Earlier I have described the OpenCalais Web Service.
The ecosystem of web services
The NASA Earth Observatory Glossary defines an ecosystem as “any natural unit or entity including living and non-living parts that interact to produce a stable system through cyclic exchange of materials” [NASA]. The concept can be applied to Internet-based applications that function as information-consuming or information producing “organisms” and that interact with each other in an interdependent way through exchange of information.
The IBM web site, on the other hand, defines “web services” as “self-contained, modular, distributed, dynamic applications that can be described, published, located, or invoked over the network to create products, processes, and supply chains.”
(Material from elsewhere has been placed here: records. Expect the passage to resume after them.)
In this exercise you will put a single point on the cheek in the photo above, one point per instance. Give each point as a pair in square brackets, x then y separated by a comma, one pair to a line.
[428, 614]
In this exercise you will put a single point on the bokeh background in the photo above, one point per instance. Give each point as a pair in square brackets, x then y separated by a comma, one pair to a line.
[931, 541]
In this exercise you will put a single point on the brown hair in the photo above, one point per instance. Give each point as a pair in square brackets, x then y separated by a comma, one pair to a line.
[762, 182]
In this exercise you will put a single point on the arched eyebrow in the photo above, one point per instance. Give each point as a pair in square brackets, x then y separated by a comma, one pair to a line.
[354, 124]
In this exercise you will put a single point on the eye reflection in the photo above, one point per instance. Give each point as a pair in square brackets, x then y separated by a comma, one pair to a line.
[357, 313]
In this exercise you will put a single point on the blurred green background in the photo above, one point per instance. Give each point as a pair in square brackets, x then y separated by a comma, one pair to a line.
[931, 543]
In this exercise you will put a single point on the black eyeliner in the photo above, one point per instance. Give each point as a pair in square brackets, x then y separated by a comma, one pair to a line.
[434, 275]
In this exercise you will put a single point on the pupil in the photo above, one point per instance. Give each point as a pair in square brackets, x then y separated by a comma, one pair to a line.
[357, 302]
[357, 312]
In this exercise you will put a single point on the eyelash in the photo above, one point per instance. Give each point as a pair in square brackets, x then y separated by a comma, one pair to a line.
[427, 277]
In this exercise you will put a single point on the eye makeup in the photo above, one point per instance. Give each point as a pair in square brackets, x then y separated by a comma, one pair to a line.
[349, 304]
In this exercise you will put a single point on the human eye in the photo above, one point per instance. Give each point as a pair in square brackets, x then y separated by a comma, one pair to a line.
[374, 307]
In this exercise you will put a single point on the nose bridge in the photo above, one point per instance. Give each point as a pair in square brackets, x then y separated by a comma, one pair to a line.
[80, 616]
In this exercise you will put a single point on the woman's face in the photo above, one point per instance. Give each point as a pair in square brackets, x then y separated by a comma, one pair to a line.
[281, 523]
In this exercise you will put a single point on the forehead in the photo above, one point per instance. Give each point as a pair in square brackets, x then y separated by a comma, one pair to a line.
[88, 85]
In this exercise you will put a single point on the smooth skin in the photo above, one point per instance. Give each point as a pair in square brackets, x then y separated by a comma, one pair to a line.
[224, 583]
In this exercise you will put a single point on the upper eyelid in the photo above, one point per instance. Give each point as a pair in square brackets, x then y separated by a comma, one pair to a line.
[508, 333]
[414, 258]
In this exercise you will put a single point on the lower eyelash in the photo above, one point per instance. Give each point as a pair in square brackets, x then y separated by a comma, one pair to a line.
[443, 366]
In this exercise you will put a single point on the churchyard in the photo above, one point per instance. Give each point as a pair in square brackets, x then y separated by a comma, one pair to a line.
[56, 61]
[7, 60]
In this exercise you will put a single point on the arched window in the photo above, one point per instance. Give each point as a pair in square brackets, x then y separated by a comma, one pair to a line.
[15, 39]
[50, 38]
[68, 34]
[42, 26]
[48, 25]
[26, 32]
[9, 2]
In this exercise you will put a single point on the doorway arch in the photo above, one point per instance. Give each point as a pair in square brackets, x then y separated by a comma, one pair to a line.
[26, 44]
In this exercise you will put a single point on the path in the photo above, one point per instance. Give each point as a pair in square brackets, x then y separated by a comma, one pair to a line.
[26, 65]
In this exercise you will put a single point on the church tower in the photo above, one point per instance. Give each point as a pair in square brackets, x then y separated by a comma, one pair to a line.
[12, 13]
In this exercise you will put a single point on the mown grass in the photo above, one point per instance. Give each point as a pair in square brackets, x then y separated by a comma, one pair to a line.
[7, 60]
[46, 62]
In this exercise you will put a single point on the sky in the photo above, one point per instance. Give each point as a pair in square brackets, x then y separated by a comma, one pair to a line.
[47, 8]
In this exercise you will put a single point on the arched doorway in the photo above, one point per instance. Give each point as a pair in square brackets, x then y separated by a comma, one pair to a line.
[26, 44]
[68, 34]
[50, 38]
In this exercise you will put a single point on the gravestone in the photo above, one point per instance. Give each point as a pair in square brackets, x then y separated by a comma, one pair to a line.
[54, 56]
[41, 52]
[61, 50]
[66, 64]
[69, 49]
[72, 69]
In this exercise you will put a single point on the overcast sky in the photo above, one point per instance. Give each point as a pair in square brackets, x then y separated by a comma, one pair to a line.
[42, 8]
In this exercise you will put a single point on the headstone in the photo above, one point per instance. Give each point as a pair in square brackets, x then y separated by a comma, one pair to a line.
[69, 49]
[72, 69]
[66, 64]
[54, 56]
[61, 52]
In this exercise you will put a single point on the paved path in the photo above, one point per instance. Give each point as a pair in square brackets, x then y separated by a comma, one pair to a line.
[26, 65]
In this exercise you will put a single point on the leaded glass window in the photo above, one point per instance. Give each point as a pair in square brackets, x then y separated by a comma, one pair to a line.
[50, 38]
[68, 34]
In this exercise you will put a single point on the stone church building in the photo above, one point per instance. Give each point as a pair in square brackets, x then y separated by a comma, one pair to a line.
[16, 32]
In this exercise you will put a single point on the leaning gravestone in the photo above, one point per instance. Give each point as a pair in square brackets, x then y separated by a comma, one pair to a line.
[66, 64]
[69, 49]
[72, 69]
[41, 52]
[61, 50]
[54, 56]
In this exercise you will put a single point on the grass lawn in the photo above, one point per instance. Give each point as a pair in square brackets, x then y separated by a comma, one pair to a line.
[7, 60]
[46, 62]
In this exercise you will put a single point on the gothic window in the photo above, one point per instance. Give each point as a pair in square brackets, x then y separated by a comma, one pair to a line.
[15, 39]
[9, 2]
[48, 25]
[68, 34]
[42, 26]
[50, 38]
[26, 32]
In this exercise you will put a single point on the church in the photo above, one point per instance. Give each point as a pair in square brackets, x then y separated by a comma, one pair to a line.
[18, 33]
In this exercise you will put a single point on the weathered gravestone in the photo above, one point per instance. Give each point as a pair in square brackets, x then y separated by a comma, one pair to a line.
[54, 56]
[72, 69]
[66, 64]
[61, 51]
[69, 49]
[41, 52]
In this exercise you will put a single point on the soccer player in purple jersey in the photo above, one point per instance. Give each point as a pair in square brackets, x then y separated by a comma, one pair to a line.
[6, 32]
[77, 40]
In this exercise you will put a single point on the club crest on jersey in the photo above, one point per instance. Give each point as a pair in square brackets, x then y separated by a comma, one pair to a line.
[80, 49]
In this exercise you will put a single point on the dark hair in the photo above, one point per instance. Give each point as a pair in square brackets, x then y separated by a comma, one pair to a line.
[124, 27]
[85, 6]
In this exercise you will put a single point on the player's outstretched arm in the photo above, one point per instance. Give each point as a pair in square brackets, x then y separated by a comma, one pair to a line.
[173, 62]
As discrete, possibly autonomous “organisms” in an Internet-based information ecosystem, web services-enabled applications expose data and/or service end points in multiple ways including Really Simple Syndication (RSS) feeds, and web services Application Programming Interfaces (APIs) using Simple Object Access Protocol (SOAP), XML Remote Procedure Call (XML-RPC) or REpresentational State Transfer (REST). Aside from the use of XML to embed data in responding to data or process requests, an increasing number of web service applications also provide responses using Javascript Object Notation (JSON). OpenCalais and Alchemy use Resource Description Framework (RDF), an XML-based semantic web format that structures data as triples (subject, predicate, object), to respond to API requests and both perform named entity disambiguation by linking to external knowledge bases (e.g., CIA Factbook, Wikipedia, Freebase). These web service applications may even provide machine learning-based services such as natural language processing (specifically named entity extraction and concept annotation), language detection and translation and text classification. Tools that enable semantic processing of content (not just classification) potentially allow exposing richer knowledge-based content embedded in unstructured data such as news about outbreaks and disasters.